Achtergrond/doelen: De perimenopauzale en postmenopauzale toestanden gaan vaak gepaard met een verscheidenheid aan symptomen van hormonale onevenwichtigheid. Hoewel vasomotorische, vaginale en urogenitale symptomen de overhand hebben, kunnen ook gastro-intestinale klachten zoals een opgeblazen gevoel in de buik optreden. In deze studie onderzochten we de aard en prevalentie van gastro-intestinale en prikkelbare darm syndroom (IBS)-achtige klachten bij vrouwen die hun climacterische en postmenopauzale periode doormaken.

Patiënten/methoden: 228 vrouwen (170 postmenopauzaal en 58 premenopauzaal) die zich meldden bij een eerstelijnspraktijk die zich beperkte tot de gezondheid van vrouwen, werden prospectief geëvalueerd met een eerder gevalideerde gastro-intestinale klachtenvragenlijst, ontworpen om symptomen die wijzen op IBS te evalueren. Op het moment van hun deelname aan de studie kwam geen van deze vrouwen voor evaluatie van abdominale of urogenitale symptomen.

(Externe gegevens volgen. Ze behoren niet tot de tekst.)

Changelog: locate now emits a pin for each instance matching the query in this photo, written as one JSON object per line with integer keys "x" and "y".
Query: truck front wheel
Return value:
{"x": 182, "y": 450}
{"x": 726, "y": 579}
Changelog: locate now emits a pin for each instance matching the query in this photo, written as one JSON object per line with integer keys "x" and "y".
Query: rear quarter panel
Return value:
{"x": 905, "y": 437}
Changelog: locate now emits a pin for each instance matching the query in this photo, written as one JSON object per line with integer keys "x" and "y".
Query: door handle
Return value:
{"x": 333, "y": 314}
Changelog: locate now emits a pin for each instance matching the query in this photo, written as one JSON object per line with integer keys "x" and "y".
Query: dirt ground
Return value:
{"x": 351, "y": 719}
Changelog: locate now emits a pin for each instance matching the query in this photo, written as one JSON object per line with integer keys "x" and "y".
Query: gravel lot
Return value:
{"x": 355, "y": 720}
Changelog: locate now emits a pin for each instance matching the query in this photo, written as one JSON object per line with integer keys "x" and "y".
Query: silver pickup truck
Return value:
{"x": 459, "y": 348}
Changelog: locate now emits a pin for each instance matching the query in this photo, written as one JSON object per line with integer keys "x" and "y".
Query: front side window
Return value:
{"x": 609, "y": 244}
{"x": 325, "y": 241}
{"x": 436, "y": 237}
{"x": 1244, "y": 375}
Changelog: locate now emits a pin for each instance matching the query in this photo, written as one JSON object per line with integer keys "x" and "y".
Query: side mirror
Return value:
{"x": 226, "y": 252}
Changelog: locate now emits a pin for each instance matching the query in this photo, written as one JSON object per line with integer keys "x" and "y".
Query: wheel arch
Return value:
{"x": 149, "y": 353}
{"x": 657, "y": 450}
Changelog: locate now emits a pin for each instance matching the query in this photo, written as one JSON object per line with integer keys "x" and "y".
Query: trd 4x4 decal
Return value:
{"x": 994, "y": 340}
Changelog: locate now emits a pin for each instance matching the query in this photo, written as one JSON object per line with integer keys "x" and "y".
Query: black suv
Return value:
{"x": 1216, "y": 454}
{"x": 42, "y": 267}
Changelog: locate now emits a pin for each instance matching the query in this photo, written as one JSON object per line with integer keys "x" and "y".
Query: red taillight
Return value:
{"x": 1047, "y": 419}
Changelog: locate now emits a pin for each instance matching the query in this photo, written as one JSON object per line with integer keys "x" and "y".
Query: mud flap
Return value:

Resultaten: Achtendertig procent van de postmenopauzale vrouwen rapporteerden een veranderde darmfunctie, in tegenstelling tot 14% van de premenopauzale vrouwen (p < 0,001). Desondanks verschilden de twee groepen niet wat betreft het optreden van buikpijn, diarree of constipatie, die wijzen op IBS. De prevalentie van IBS-achtige klachten piekte tot 36% tijdens de climacterische periode (40-49 jaar). Laxeermiddelengebruik (9,4% prevalentie), gasvorming/overmatige winderigheid (48% prevalentie) en hartkloppingen/zuur regurgitatie (34% prevalentie) kwamen ook vaker voor bij postmenopauzale vrouwen. Oestrogeengebruik had geen invloed op de gastro-intestinale symptomen in een van de twee groepen.

Conclusies: Hoewel de mogelijke rol van veroudering op symptoomperceptie – ongeacht de hormonale status – niet kan worden uitgesloten, suggereren deze resultaten dat peri- en postmenopauzale vrouwen een hoge prevalentie hebben van veranderde darmfunctie en IBS-achtige gastro-intestinale klachten die zorgvuldig moeten worden beoordeeld. Als de diagnose IBS wordt bevestigd, kan een passende behandeling de symptomen van de patiënten verbeteren, hoewel deze aanpak verder moet worden bestudeerd.